# deep droping 8/20



## fishn4fun (May 11, 2008)

mike and ron i left navy point on the reel jiggy around 5 am headed to the marathon toget our quick jack limit i boated 3 nice keepers real quick ron boated a small almaco and a king for bait so off we go on our 20 mile run nto our deepdrop spots we quickly got a couple blulines moved a lil more got a couple longtails kept plugging away and managed 3 barrells 2 yellow edge one real nice snowy a couple bearded bartulas couple more longtails and a yft about 20 final tally was 3 barrels 6 longtails 1 yft 2 yellow edge 1 snowy 1 golden 4 bluelines 3 ajs 1 29# almaco that i caught on bottom in 650-700' 1 small almaco 4 chicken dauphin and a pompano dauphin


----------



## fishn4fun (May 11, 2008)

sorry for the half a$$ report i had a good detailed report all worked up and the site was having issues on su


----------



## JoeyWelch (Sep 25, 2009)

Pics tell it all. Looks like a good trip. How are the barrel fish for eating? I've never tried them. Thanks for posting.


----------



## Chris V (Oct 18, 2007)

Great report.

Joey, the barrels are good eating but very mild. They have a very firm meat and I like to cut them into nuggets for deep frying. Judging from what I see in the pic, the Brotulas you caught look more like Hake, which are usually caught while deep dropping as well. Hard to tell from you're pic though.


----------



## fishn4fun (May 11, 2008)

The barrels are good and like said a really firm meat I like to pan sauté them with olive oil. The bertulas were still in the cooler with the other jacks those are tiles on the table


----------



## fish construction (Sep 3, 2009)

nice catch! looks like a good day deep dropping


----------



## Chris V (Oct 18, 2007)

Yeah. I couldn't really tell from the pic, just looked like a small something off to the side there. The reason I stated that is because most Brotula posted on here are actuallly Hake. Some say "who cares" but others like me like to know exactly what they're catching.
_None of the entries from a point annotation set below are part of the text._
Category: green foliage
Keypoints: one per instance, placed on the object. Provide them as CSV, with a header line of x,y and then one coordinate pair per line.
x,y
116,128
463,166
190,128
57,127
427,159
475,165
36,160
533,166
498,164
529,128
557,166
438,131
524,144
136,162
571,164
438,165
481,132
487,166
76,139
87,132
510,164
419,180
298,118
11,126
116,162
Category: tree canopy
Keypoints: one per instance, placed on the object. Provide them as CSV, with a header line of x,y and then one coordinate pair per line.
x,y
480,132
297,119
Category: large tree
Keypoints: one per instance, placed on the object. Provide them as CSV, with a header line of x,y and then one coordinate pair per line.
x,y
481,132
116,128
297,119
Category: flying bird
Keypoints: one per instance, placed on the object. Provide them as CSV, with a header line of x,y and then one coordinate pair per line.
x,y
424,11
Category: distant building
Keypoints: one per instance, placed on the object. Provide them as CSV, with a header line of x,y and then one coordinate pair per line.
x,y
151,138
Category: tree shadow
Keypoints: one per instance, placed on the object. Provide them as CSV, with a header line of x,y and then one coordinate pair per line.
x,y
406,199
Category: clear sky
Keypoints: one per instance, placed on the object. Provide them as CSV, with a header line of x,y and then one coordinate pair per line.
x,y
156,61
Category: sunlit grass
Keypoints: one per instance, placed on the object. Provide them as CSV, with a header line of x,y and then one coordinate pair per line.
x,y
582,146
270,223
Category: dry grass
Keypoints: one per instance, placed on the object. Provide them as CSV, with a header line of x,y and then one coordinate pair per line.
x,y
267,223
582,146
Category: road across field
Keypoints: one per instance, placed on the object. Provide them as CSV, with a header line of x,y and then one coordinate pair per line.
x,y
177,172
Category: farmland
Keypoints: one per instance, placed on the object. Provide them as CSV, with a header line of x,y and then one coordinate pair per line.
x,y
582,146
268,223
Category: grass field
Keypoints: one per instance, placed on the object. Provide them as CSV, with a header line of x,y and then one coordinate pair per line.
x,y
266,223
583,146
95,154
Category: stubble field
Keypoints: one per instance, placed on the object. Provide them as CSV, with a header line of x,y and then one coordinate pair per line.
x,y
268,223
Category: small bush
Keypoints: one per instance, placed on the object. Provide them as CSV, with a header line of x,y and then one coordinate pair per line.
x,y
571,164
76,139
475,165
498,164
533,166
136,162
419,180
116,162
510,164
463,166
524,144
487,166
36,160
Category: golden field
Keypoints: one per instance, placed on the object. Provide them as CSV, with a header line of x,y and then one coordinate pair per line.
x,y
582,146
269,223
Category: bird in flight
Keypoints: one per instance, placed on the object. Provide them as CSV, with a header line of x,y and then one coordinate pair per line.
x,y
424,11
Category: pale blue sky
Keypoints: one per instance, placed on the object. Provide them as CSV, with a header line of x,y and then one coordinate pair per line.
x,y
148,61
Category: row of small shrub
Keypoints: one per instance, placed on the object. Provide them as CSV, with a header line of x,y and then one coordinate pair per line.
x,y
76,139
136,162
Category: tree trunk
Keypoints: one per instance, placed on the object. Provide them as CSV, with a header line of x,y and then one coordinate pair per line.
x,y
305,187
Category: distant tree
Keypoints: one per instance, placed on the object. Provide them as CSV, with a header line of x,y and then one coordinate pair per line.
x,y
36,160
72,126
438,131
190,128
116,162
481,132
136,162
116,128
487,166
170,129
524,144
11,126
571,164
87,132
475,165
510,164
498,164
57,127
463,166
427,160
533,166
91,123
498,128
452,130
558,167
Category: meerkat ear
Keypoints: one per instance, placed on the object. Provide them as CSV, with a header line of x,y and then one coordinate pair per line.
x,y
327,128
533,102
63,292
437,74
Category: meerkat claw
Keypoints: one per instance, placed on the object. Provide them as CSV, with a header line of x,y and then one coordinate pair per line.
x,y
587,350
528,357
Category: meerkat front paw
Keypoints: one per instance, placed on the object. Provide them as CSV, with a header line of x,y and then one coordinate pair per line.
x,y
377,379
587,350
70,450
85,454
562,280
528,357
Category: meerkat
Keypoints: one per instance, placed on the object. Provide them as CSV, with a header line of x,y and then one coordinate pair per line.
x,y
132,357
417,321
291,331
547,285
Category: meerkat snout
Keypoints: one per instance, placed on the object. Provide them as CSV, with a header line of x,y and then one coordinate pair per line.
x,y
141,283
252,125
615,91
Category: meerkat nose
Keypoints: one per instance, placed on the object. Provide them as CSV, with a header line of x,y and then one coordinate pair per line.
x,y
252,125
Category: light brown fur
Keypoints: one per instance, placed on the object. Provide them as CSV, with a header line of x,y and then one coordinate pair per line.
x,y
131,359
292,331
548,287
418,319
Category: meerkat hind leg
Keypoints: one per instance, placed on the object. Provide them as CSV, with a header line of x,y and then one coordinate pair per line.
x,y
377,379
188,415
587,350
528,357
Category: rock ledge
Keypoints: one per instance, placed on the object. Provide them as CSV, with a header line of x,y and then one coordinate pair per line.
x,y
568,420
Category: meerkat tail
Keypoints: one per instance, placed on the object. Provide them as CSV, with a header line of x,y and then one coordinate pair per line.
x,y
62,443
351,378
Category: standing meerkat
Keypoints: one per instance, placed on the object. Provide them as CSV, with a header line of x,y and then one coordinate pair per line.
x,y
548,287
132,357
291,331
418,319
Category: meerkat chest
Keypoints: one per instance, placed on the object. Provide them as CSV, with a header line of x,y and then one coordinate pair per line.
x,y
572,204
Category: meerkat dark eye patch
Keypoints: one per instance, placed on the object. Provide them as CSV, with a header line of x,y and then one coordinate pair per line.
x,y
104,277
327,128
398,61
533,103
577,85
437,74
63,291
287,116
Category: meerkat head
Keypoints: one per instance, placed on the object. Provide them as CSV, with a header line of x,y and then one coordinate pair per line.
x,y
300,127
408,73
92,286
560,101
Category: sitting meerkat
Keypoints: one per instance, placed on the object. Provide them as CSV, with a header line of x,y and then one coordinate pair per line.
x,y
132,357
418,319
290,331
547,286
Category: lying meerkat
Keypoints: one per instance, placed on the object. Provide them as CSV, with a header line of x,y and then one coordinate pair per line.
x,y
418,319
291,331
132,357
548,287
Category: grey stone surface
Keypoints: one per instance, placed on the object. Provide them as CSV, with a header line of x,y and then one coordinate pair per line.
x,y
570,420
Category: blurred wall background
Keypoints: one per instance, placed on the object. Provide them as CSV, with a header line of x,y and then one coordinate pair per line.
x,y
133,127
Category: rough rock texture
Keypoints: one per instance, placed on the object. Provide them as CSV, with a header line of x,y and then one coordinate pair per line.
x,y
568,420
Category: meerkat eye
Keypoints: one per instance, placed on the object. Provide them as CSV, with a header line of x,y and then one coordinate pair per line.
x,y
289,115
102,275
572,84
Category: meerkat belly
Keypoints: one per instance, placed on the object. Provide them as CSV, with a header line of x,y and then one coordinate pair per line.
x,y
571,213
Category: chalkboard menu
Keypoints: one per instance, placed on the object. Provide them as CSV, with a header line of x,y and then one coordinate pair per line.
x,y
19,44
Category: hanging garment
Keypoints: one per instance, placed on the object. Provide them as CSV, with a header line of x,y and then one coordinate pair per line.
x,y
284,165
For those who might want to see the difference between the two.

Small Brotula on top, the spots often fade in the adults but the body remains the same. Hake on bottom. Note the small tail, which although kinda buried in the pic, is rounded off whereas the Brotula's comes to a tapered point.


----------



## fishn4fun (May 11, 2008)

Thanks for the I'd it was hake


----------



## Lyin Too (Aug 31, 2009)

what is a pompano dolphin?


----------



## Triton228 (Jun 12, 2011)

Wow! Wished that came from my boat, nice catch!:thumbup:


----------



## MrFish (Aug 21, 2009)

Looks like a schoolie dolphin. I don't remember what the differences are. I know the males and females have rounded heads.


----------